Nachdem feststeht, dass eine Tätigkeit der öffentlichen Hand durch ein Unternehmen ausgeübt wird, ist zu klären, ob es sich bei dem Unternehmen um kein KMU i.S.d. Kommissionsempfehlung handelt.

Nicht zu den KMU gehören Unternehmen, die mindestens 250 Personen beschäftigen oder die, sofern sie weniger als 250 Personen beschäftigen, mindestens 50 Mio. EUR Jahresumsatz erzielen oder deren Jahresbilanzsumme sich auf mindestens 43 Mio. EUR beläuft.

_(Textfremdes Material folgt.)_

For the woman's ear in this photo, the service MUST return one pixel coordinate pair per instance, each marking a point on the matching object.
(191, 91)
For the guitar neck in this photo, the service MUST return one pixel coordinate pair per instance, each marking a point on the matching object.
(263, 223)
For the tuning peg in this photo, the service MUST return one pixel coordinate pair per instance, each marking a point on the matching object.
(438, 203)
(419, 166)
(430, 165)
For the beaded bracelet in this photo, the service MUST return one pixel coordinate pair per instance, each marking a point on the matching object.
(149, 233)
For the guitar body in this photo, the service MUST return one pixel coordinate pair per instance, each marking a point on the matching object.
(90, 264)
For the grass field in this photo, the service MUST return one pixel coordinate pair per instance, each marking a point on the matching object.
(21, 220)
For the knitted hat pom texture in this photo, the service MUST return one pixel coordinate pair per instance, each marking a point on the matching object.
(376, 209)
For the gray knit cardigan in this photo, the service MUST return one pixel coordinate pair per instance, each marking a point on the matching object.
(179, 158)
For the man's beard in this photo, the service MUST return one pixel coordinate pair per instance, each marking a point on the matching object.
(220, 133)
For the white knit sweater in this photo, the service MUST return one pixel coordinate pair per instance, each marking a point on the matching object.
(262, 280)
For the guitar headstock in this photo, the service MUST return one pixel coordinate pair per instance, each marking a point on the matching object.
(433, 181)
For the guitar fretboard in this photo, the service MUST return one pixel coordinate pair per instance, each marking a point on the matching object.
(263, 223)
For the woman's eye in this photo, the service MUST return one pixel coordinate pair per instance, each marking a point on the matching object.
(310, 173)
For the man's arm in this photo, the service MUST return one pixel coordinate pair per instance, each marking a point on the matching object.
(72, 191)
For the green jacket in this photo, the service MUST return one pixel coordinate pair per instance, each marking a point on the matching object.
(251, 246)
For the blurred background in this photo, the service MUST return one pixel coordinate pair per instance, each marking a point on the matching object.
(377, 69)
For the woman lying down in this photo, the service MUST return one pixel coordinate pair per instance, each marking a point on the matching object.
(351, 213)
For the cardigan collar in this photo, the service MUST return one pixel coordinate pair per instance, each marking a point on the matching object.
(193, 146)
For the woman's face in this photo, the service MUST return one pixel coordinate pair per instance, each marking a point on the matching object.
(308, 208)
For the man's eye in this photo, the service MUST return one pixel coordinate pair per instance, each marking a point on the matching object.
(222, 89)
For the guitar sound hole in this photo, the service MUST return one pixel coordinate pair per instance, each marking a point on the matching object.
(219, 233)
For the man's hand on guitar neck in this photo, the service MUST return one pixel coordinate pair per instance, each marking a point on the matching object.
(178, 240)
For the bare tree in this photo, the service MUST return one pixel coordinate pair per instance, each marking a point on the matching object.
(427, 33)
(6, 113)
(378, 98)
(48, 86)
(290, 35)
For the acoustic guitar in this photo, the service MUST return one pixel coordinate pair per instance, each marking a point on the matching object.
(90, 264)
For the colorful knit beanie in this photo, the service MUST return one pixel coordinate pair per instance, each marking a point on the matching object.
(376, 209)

Beachte: Nicht-KMU sind aber auch Unternehmen, wenn 25 % oder mehr ihres Kapitals oder ihrer Stimmrechte direkt oder indirekt von einer oder mehreren öffentlichen Stelle/n kontrolliert werden. Ausnahme: Dies gilt nicht, wenn an einem Unternehmen eine Gebietskörperschaft mit einem Jahreshaushalt von weniger als EUR 10 Mio. und weniger als 5.000 Einwohnern, eine Universität oder ein Forschungszentrum ohne Gewinnzweck oder ein institutioneller Investor (z. B. ein regionaler Entwicklungsfonds) beteiligt ist. Somit ist festzuhalten, dass eine Vielzahl von Unternehmen mit Beteiligung der öffentlichen Hand – unabhängig von ihrer Größe – als Nicht-KMU gelten.

Fazit

Unternehmen der öffentlichen Hand müssen besonders genau prüfen, ob sie von der Verpflichtung zur Durchführung eines Energieaudits betroffen sind. Sind sie (überwiegend) wirtschaftlich und nicht hoheitlich tätig und liegt kein Sonderfall (z. B. Beteiligung einer Kleinst-Kommune) vor, trifft sie die gesetzliche Verpflichtung, erstmals bis zum 5. Dezember 2015 ein Energieaudit durchzuführen.